There is also a specific Prometheus Monitoring Community on GitHub that works on a number of projects.
Pros and Cons
Prometheus has two main advantages: 1) its integrable nature with nearly every system in the industry, and 2) its ease of use. Nonetheless, it has a massive Achilles’ heel: main scaling. Application scaling (including its monitoring framework) affects Prometheus’ real-time time series data is affected, resulting in an increase in maintenance efforts.
This is where the underdog has an advantage in the Prometheus vs Nagios battle. One of Nagios’ main pros is its ability to scale out of the box. Additionally, Nagios is simple to maintain and highly customizable, making it a flexible fit for a wide range of application and network infrastructures.

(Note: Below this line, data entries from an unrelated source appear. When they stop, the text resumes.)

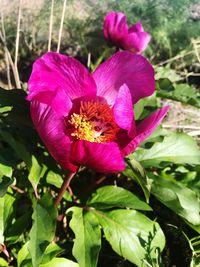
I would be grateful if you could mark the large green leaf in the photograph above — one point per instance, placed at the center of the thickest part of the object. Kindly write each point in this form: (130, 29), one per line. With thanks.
(5, 170)
(18, 146)
(87, 241)
(24, 257)
(135, 171)
(182, 200)
(4, 184)
(112, 196)
(178, 148)
(36, 172)
(60, 262)
(43, 229)
(132, 235)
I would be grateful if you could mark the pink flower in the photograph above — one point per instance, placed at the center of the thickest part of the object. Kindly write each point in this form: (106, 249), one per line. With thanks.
(87, 119)
(117, 32)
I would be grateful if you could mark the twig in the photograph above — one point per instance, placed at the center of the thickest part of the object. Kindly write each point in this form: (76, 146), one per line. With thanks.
(17, 44)
(185, 127)
(9, 58)
(175, 58)
(50, 25)
(64, 187)
(195, 45)
(17, 189)
(61, 26)
(5, 52)
(89, 60)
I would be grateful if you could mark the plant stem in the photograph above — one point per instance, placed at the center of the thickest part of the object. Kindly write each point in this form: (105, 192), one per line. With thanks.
(17, 44)
(64, 187)
(61, 25)
(50, 25)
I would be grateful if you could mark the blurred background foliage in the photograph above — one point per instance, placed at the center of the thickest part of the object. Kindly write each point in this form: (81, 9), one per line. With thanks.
(171, 160)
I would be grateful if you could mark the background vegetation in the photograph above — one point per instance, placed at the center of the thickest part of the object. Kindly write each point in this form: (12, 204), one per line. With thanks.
(168, 162)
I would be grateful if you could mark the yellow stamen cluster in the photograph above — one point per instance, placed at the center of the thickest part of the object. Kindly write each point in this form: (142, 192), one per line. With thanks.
(83, 128)
(95, 123)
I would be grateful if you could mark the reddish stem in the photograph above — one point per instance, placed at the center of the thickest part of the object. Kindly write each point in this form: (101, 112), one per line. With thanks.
(64, 187)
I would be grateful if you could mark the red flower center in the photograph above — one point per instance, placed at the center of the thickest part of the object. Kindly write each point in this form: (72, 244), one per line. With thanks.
(94, 123)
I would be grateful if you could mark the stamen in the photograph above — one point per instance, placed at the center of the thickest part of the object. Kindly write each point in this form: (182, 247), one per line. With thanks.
(95, 123)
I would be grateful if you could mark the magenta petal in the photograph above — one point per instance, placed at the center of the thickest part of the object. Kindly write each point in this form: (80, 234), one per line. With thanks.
(144, 129)
(137, 27)
(115, 27)
(105, 157)
(123, 111)
(136, 41)
(124, 68)
(51, 129)
(53, 73)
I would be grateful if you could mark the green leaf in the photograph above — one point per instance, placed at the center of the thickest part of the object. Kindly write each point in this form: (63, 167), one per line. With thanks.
(6, 209)
(24, 257)
(60, 262)
(19, 148)
(178, 148)
(182, 200)
(167, 73)
(43, 229)
(54, 179)
(4, 184)
(112, 196)
(51, 252)
(14, 98)
(3, 263)
(36, 172)
(132, 235)
(180, 92)
(135, 171)
(87, 241)
(5, 170)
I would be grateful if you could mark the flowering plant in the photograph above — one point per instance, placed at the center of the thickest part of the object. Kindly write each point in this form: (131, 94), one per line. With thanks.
(103, 121)
(86, 119)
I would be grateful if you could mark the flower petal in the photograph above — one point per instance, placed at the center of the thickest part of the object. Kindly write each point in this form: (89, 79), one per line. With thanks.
(123, 111)
(105, 157)
(144, 130)
(115, 27)
(124, 67)
(51, 129)
(58, 75)
(137, 27)
(136, 41)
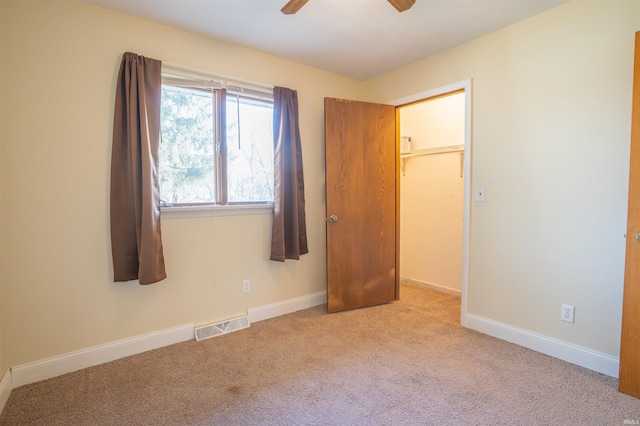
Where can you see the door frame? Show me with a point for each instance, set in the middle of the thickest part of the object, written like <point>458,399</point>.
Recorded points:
<point>466,86</point>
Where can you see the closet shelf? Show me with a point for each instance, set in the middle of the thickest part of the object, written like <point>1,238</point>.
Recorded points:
<point>431,151</point>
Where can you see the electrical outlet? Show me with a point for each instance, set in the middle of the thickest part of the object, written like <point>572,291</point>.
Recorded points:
<point>567,313</point>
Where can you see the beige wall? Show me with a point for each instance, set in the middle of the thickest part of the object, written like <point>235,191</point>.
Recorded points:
<point>551,131</point>
<point>432,190</point>
<point>59,65</point>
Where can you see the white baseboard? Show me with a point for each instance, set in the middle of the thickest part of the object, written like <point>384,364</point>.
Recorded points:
<point>5,389</point>
<point>584,357</point>
<point>431,285</point>
<point>288,306</point>
<point>73,361</point>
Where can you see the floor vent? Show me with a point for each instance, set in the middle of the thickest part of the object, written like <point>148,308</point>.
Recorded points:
<point>222,327</point>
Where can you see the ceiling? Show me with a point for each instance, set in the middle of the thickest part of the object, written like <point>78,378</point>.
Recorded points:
<point>355,38</point>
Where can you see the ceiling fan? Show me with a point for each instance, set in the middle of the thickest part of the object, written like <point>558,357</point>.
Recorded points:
<point>294,5</point>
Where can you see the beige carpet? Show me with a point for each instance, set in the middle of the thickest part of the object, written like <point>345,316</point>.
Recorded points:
<point>405,363</point>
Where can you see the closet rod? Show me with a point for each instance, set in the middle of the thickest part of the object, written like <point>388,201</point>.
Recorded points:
<point>431,151</point>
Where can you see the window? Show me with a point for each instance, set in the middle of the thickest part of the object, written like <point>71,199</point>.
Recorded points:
<point>217,144</point>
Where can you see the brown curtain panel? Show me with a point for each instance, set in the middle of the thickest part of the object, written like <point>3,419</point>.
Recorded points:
<point>136,240</point>
<point>289,232</point>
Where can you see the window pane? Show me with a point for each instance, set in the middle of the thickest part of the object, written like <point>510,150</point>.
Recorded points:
<point>187,154</point>
<point>250,161</point>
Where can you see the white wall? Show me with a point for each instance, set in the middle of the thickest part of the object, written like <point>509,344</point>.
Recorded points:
<point>551,134</point>
<point>432,188</point>
<point>59,65</point>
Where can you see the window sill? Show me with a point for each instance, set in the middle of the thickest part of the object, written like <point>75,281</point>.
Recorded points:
<point>213,211</point>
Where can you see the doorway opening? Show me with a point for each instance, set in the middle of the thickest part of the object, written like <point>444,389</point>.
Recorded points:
<point>435,161</point>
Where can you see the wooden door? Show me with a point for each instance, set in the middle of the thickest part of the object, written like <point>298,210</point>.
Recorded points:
<point>629,381</point>
<point>362,209</point>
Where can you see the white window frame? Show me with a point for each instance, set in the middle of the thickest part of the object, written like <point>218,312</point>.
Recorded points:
<point>233,86</point>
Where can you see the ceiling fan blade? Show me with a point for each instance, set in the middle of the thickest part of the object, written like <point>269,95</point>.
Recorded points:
<point>402,5</point>
<point>293,6</point>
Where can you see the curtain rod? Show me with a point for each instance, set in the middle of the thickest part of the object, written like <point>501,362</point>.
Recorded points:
<point>220,79</point>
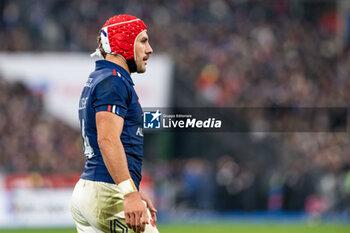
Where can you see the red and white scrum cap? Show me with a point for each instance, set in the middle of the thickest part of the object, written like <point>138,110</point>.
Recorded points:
<point>119,33</point>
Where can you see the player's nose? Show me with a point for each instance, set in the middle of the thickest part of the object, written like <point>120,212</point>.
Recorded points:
<point>149,49</point>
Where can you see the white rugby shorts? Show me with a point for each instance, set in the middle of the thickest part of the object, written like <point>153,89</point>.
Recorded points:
<point>97,207</point>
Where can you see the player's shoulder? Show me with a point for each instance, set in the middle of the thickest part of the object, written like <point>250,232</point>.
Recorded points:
<point>109,78</point>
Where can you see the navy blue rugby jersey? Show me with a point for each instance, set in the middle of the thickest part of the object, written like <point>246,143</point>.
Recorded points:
<point>110,88</point>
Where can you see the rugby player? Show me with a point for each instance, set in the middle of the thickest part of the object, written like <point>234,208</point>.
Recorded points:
<point>107,196</point>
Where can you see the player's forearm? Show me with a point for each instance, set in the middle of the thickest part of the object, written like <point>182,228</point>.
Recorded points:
<point>115,159</point>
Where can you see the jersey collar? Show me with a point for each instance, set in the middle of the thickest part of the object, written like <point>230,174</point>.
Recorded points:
<point>107,64</point>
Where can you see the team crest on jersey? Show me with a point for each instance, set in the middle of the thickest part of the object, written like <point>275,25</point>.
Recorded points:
<point>152,120</point>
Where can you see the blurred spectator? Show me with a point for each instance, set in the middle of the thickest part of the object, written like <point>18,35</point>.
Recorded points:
<point>226,54</point>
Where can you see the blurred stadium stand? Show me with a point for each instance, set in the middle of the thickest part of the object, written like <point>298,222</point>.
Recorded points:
<point>226,54</point>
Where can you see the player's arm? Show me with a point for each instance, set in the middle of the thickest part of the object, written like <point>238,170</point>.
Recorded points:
<point>109,128</point>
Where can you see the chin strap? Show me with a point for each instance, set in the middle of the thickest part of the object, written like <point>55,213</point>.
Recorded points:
<point>96,53</point>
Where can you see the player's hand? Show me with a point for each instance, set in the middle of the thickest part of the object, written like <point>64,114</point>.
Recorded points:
<point>150,206</point>
<point>136,216</point>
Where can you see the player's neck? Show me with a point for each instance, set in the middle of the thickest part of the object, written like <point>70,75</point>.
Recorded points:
<point>118,60</point>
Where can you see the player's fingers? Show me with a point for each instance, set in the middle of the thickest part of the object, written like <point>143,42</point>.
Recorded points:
<point>144,220</point>
<point>132,221</point>
<point>154,216</point>
<point>137,222</point>
<point>150,205</point>
<point>127,220</point>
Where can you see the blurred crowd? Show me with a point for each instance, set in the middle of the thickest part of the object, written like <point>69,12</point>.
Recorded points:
<point>226,54</point>
<point>31,140</point>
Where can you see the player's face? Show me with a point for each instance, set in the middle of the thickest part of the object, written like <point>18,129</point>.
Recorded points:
<point>142,52</point>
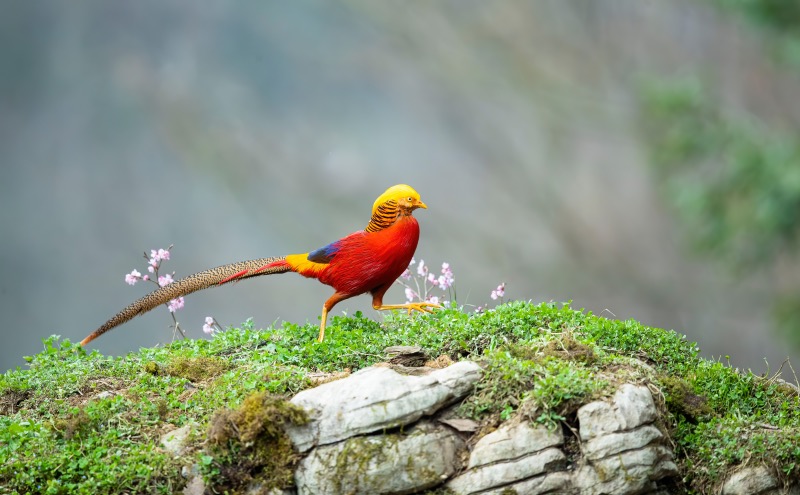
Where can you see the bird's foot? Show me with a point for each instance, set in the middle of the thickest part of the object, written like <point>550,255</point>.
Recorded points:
<point>422,307</point>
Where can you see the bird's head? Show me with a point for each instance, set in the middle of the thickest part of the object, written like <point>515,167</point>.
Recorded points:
<point>405,196</point>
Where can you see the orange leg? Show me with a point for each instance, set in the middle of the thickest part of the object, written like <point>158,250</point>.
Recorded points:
<point>329,304</point>
<point>377,303</point>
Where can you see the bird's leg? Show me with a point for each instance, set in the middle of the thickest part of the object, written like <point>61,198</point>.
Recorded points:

Runtastic Migrated from Nagios to Prometheus
In his PromCon 2019 talk, Niko Dominkowitsch, a lead Infrastructure Engineer at Runtastic, explained that his company decided to move from Nagios, which was their leading monitoring system, to Prometheus. The main reasons for the migration were the degree of configuration effort Nagios required and the many false positive alerts that it had generated.
Setting up a battle of Prometheus vs Nagios is a contest of the most popular guy in the neighborhood against someone who stands out among his own clique. Prometheus and Nagios are very different in their designs, their audiences, and their capabilities.
Prometheus is useful for monitoring app functionality, while Nagios is a very powerful platform for application networks and security. However, Prometheus has the edge in performance metrics. Because the two tools play different roles in DevOps monitoring stacks, the data each provides is only part of the whole application status picture. Integrating and coordinating both of these tools might be one way to go.
Together, they can help DevOps teams, monitor real-time app status, enhancing the ability to react quickly.